§ AC

Token Theft After DBSC: What Identity Detection Actually Looks Like in 2026

Refresh token theft has been the dominant identity attack pattern for three years running, and the industry’s answer — Device Bound Session Credentials, or DBSC — is finally shipping in stable Chrome and Edge channels through 2025 and into 2026. Microsoft’s token protection (the conditional access feature, not the marketing umbrella) builds on the same TPM-backed primitives. Google’s been quieter but has the same machinery in production for Workspace sessions. So far so good.

Except the posture most shops will end up with through 2026 is partial coverage at best, and the detection burden does not go away — it shifts. If you read the spec and assume token theft is solved, you will miss the cases that matter, because the cases that matter are exactly the ones DBSC doesn’t cover yet: non-browser clients, legacy OAuth flows, the long tail of SaaS apps that haven’t adopted the binding, and the gap between the browser binding the session and the IdP enforcing the binding.

This is a defender’s problem, not an architecture diagram problem. So let’s talk about what the detection actually looks like once you turn it on, what the first-round tuning has to fix, and where your environment changes the answer.

The mechanism, briefly

The attack pattern hasn’t really changed since 2022. An attacker phishes a session, an infostealer scrapes cookies and refresh tokens from a workstation, or a malicious browser extension exfiltrates the same. The stolen artifact is replayed from attacker infrastructure. The IdP, lacking proof that the original device is presenting the token, issues a fresh access token. Game over for that identity until somebody notices.

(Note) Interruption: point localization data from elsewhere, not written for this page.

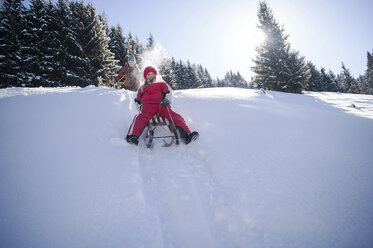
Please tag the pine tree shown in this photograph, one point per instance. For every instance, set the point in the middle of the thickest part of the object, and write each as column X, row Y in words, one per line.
column 314, row 82
column 12, row 60
column 117, row 44
column 151, row 41
column 328, row 82
column 346, row 80
column 369, row 73
column 38, row 47
column 276, row 66
column 134, row 47
column 167, row 74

DBSC closes the cookie-replay path for browser sessions by binding the session cookie to a key that lives in the TPM (or the platform secure enclave). When the browser refreshes the session, it proves possession of that key. An attacker copying the cookie jar gets nothing useful, because the cookie alone won’t refresh.

That’s the win. It’s a real win. But notice what it doesn’t cover: the refresh token issued to a native desktop or mobile client, the OAuth flow used by a CLI tool, the legacy SAML session that some line-of-business app still wants, and — this is the one teams underestimate — the period between when the user authenticates and when the binding gets established, which on a fresh sign-in is a window long enough for an AitM proxy to be useful.

Microsoft’s token protection in Entra ID is similar in spirit but only enforces the binding when the resource and client both support it. The conditional access policy has a “requires compatible client” mode, and the list of compatible clients is shorter than the docs make it look. Outlook desktop, current builds, yes. Teams, mostly. The forty SaaS apps your business federates to via OIDC? Depends entirely on whether the relying party honors the tbid claim, and most don’t. (The 2024 docs were optimistic about this. The 2025 reality was less so. I’d check the current compatibility matrix before committing to a policy.)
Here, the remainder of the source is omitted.